My father had a similar experience with a bull moose in rut. He’d gone deer hunting with some bow-wielding friends out in Canterbury somewhere, and had decided to stay in the car and wait for them to finish, since he didn’t really like to hunt himself and preferred to just be around it while it happened. The way he told it the moose came up to the car snorting and making coughing like noises, while it circled him for hours and pressed its nostrils against the passenger side window. He had his 357 maximum revolver he liked to carry with him on hunts such as these, and had decided that if he had to, he would use it. A few hours of snorting like a bull in a Spanish bullfight the big boy trotted off like he was on ice skates into the woods, crisis averted, the full moon influence worn off. Pretty crazy.
Speaking of which, I think if my father were alive today, I would have told him about another pretty crazy time a baby moose who probably just wanted to say hi, but would have trampled us in the process of being hospitable, cleared a fence beside the school I work at and began to run directly at myself and the student with a disability I was working with, before it suddenly veered and made for the parking lot beside which some teachers from the art and technology departments were looking into the backs of their smartphones and capturing the near carnage. It probably kept running as if on a conveyor belt until it got to South Street, where it’s possible to hook into an image of it stopping for a second and crying for its mother and wondering what in the hell is so wrong with me, which, having been a motherless child myself and always trying to catch an original quality of mother-ness for more than half of my life, is something I unfortunately know a little bit about.

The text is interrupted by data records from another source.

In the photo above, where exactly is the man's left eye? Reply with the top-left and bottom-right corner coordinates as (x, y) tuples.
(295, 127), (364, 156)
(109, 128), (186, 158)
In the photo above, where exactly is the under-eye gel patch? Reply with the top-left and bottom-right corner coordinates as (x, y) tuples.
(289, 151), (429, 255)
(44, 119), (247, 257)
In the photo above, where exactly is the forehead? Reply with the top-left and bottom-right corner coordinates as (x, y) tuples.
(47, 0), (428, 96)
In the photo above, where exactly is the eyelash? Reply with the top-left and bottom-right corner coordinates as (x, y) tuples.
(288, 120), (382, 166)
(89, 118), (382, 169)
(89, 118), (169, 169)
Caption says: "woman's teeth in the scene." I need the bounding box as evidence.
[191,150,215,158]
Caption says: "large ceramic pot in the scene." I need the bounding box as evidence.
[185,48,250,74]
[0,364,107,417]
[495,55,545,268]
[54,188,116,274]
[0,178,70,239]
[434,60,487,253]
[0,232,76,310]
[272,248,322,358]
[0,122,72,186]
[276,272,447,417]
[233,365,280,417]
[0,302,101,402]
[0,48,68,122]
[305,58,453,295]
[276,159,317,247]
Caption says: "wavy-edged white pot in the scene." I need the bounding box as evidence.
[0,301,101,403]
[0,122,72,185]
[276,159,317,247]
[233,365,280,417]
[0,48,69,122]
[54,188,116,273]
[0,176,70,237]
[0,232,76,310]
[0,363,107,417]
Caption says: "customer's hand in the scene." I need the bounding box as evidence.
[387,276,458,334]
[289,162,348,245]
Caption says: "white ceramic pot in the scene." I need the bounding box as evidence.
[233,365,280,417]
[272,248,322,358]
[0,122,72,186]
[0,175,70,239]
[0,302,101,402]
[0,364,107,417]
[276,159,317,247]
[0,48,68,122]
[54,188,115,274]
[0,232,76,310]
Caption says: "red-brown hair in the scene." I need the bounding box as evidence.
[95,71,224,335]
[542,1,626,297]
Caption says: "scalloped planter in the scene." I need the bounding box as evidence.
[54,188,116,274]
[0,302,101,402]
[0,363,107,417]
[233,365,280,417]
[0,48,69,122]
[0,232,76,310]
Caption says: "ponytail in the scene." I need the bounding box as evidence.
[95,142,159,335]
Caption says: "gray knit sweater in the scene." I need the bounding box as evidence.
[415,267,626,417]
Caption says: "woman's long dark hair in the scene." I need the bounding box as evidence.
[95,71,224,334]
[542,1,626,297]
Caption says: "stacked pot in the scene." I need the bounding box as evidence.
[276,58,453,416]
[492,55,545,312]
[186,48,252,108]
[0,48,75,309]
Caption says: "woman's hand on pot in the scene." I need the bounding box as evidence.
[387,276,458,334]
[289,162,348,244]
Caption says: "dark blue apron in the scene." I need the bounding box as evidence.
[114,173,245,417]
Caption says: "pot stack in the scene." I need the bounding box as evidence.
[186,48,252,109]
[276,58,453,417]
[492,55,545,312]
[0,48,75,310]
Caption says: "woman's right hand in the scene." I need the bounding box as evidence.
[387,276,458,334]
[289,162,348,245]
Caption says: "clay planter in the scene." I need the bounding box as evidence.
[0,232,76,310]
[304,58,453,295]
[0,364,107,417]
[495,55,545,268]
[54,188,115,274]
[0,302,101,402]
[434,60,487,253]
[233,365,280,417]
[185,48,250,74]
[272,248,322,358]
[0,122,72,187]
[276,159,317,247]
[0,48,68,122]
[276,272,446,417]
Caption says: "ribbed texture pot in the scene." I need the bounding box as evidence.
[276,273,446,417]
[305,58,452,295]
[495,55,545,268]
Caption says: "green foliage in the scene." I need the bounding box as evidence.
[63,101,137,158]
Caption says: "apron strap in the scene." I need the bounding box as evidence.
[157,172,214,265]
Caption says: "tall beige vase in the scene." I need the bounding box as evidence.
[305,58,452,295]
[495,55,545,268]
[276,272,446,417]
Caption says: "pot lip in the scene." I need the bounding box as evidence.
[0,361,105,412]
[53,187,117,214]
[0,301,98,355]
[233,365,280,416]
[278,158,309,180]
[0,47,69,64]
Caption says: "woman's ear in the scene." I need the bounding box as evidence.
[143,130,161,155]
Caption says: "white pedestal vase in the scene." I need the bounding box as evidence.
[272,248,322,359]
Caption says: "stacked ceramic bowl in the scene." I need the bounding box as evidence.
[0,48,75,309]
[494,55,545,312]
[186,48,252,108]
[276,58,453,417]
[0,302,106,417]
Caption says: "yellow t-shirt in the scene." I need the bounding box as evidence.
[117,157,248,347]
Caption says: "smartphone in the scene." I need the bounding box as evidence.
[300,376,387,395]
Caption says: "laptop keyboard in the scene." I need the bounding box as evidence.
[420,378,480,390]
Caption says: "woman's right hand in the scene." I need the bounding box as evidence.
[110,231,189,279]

It seems that along my journey toward doing just enough to get by and be reasonably happy, my father’s obstacles have become my own obstacles, though mine may present a little differently, and have caught me off guard in a slightly different manner. Then again, maybe that’s just what I like to tell myself when I feel lonely about hanging in the dark of an everyday, boring life, and will hope after anything that moves, even go against my own nature, if that’s what it takes to feel full.